Today, March 14, is a special day for those who are into mathematics or science. It’s “Pi Day” or “Π Day”, the annual worldwide celebration of the ancient mathematical constant. It’s also the birthday of Albert Einstein who was born on March 14, 1879.

Pi Day has been commemorated in one way or another since physicist Larry Shaw organized the first celebration back on March 14, 1988, while working at a San Francisco museum called the Exploratorium.

Pi, a letter in the Greek alphabet, stands for the ratio of a circle’s circumference to its diameter. Rounded out, it is equal to approximately 3.14.

Historians have tracked the use of a constant ratio in making mathematical calculations as far back as the ancient Babylonians and Egyptians about 4,000 years ago.

In calculating the area of a circle, the ancient Babylonians used a formula that took three times the square of its radius. Some of these calculations set pi to equal 3 and while others have it as 3.125.

According to an ancient Egyptian papyrus, the builders of the Great Pyramids calculated the area of a circle with a formula that set the estimated value of pi as 3.1605.

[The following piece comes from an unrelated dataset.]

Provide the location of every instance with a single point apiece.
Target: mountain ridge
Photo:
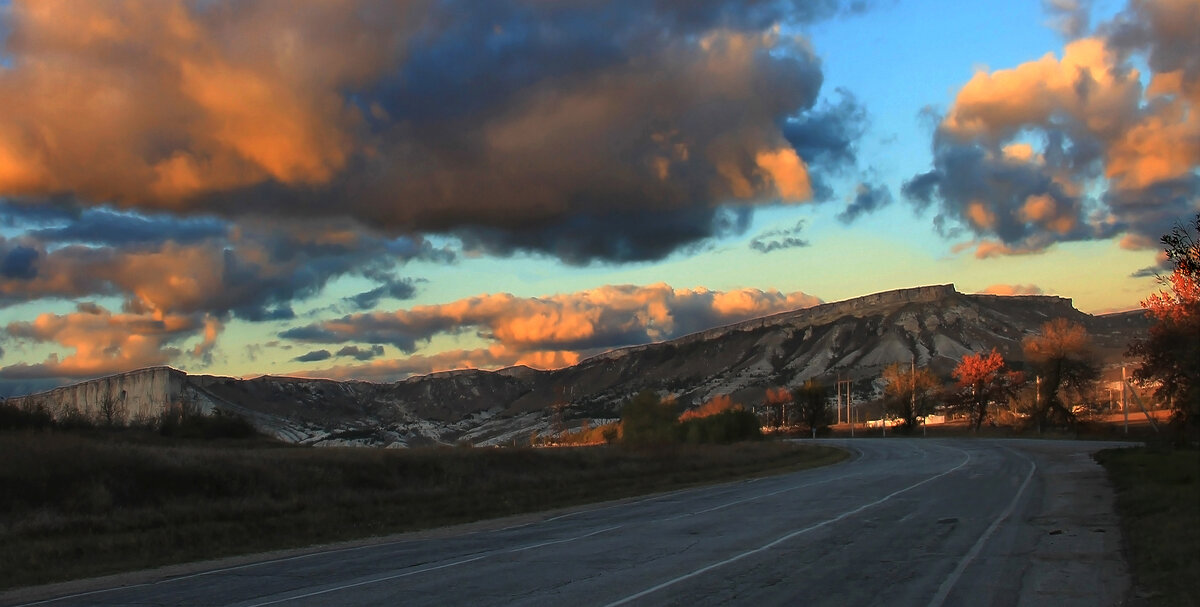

It wasn’t until the ancient Greek mathematician Archimedes approximated the area of a circle by using the Pythagorean Theorem that pi was first calculated. He determined pi was equal to a number between 3 1/7 (3.14285714) and 3 10/71 (3.14084507).

Historians have also pointed to calculations made by Zu Chongzhi, a brilliant Chinese mathematician and astronomer who lived about 200 to 300 years before Archimedes. Not much is known about Zu Chongzhi, books of his works have been lost, but he was said to have calculated the value of the ratio of the circumference of a circle to a diameter as 355/113 or approximately 3.14159292.

The use of the Greek letter π to signify the ratio of the circumference of a circle to its diameter was introduced in 1706, by Welsh mathematician William Jones, a close friend of Sir Isaac Newton.

Part of pi’s charm and mystique comes from the fact that it’s a number that can never be fully calculated to an exact value, because it goes on and on indefinitely without repeating or establishing any kind of regular pattern.

Over the centuries, mathematicians, scientists and others have enjoyed the challenge of trying to calculate π to as far of a decimal point as possible.

The current world’s record for calculating pi was set on December 28, 2013, by math enthusiasts and computer scientists Alexander J. Yee of the US and Shigeru Kondo of Japan. The two, using a computer they built, calculated pi to 12.1 trillion digits past the decimal point.

March 14 is an extra-special day in Princeton, New Jersey. Not only is it Pi Day, but they also celebrate the birth of a famous former resident, physicist and creator of the theories of relativity, Albert Einstein who lived and worked there for over 21 years.

In 1933, as Adolf Hitler and the Nazis were rising to power in Germany, Einstein, who was Jewish, fled his homeland and settled in Princeton to work at the Institute for Advanced Study.

This year, Pi Day/Albert Einstein’s Birthday in Princeton is a 3-day celebration featuring a Pizza Pi “Top Chef” competition, an Albert Einstein lookalike contest and a Rubik’s Cube demonstration.

So whether it’s a gathering of friends enjoying a Pi Pie, participating in pie-throwing contests, or taking part in competitions to calculate pi to the largest decimal place, have fun! After all, Pi Day only comes once a year.